Let’s look at the annotation for the genes with LOD drop less than -2.
R
lod_drop |>
filter(lod_drop < -2) |>
select(gene_id, symbol, chr, start, end, lod, lod_drop, description)
OUTPUT
gene_id symbol chr start end lod lod_drop
1 ENSMUSG00000025027 Xpnpep1 19 52.9 53.0 2.85 -2.63
2 ENSMUSG00000035804 Ins1 19 52.3 52.3 2.60 -2.88
3 ENSMUSG00000043639 Rbm20 19 53.7 53.9 2.02 -3.46
description
1 X-prolyl aminopeptidase (aminopeptidase P) 1, soluble [Source:MGI Symbol;Acc:MGI:2180003]
2 insulin I [Source:MGI Symbol;Acc:MGI:96572]
3 RNA binding motif protein 20 [Source:MGI Symbol;Acc:MGI:1920963]Do you see any good candidate genes which might regulate insulin?
Summary
In this episode, we learned how to identify candidate genes under a QTL peak. In a perfect world, there would be exactly one gene implicated by these analyses.
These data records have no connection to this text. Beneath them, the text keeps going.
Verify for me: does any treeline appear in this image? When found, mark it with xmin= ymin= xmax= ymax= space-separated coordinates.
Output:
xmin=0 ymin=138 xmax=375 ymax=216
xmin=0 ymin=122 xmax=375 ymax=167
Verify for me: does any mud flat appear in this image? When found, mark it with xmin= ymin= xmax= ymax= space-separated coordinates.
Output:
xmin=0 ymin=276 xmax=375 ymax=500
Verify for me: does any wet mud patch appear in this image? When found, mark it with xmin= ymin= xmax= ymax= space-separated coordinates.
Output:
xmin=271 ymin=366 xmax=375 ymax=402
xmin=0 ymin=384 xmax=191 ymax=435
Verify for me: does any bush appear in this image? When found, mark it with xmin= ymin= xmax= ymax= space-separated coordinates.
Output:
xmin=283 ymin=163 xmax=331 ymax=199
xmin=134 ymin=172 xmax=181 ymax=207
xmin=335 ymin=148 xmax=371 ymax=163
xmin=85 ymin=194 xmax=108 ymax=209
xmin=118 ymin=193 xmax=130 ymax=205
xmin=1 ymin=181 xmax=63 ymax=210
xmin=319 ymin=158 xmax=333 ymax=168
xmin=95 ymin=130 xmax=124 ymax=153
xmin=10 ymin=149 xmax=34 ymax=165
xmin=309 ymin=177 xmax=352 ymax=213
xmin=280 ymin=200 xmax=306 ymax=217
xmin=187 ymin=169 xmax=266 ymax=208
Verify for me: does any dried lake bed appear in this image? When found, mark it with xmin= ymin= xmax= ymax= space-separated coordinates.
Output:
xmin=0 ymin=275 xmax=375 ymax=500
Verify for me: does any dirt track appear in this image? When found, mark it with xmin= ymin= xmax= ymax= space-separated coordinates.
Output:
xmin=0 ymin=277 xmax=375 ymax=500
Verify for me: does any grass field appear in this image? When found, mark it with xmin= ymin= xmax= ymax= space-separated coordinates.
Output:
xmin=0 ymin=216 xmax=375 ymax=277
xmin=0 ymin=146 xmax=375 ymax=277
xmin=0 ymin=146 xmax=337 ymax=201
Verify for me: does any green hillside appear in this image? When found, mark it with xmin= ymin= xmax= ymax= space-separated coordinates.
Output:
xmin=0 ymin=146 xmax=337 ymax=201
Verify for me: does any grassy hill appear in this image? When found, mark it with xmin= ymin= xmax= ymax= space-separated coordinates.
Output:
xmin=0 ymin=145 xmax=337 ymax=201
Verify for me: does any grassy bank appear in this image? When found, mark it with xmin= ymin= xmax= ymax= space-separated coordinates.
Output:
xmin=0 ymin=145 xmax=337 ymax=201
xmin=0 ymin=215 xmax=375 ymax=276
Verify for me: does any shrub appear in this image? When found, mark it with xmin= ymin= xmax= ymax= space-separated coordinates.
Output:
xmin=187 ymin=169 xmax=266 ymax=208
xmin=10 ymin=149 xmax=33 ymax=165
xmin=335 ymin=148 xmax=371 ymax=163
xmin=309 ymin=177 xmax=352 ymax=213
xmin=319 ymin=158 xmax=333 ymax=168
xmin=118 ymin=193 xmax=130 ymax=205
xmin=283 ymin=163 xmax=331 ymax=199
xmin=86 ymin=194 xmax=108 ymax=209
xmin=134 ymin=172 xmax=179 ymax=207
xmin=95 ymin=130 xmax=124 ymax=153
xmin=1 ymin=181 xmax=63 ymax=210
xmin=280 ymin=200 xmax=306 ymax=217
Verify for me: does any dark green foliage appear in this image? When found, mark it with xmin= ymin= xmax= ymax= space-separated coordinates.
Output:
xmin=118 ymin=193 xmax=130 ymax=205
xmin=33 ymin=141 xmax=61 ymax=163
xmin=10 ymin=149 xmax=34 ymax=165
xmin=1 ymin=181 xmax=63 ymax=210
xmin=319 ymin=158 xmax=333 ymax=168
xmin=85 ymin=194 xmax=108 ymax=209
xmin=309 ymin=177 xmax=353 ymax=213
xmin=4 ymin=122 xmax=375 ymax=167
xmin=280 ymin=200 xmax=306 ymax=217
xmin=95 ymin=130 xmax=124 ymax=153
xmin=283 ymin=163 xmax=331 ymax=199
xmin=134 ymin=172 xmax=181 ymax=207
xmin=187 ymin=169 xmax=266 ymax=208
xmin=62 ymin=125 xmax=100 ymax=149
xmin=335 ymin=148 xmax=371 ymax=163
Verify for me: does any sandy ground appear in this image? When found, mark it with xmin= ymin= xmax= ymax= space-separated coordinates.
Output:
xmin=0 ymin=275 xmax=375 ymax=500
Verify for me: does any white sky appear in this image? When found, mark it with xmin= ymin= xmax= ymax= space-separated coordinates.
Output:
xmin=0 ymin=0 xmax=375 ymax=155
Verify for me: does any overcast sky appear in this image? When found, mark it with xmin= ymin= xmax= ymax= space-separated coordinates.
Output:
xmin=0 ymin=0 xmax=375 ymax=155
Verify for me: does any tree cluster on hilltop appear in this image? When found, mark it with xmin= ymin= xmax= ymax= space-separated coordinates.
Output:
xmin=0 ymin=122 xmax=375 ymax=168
In most cases, you will have a set of candidate genes and you will need to study each gene and prioritize some for laboratory follow-up.
There are two ways of searching for candidate genes: using SNPs in the QTL interval, and looking for genes with eQTL which are co-located with the phenotype QTL. We learned how to query a VCF file and how to perform mediation analysis. After this step, you will have a set of genes which you can test for association with your phenotype.
Key Points
- There will be many genes under a QTL peak.
- You can search for genes with SNPs that produce coding changes by querying a VCF file.
- You can search for genes with expression changes that may influence your phenotype by performing mediation analysis with expression data from the same mice.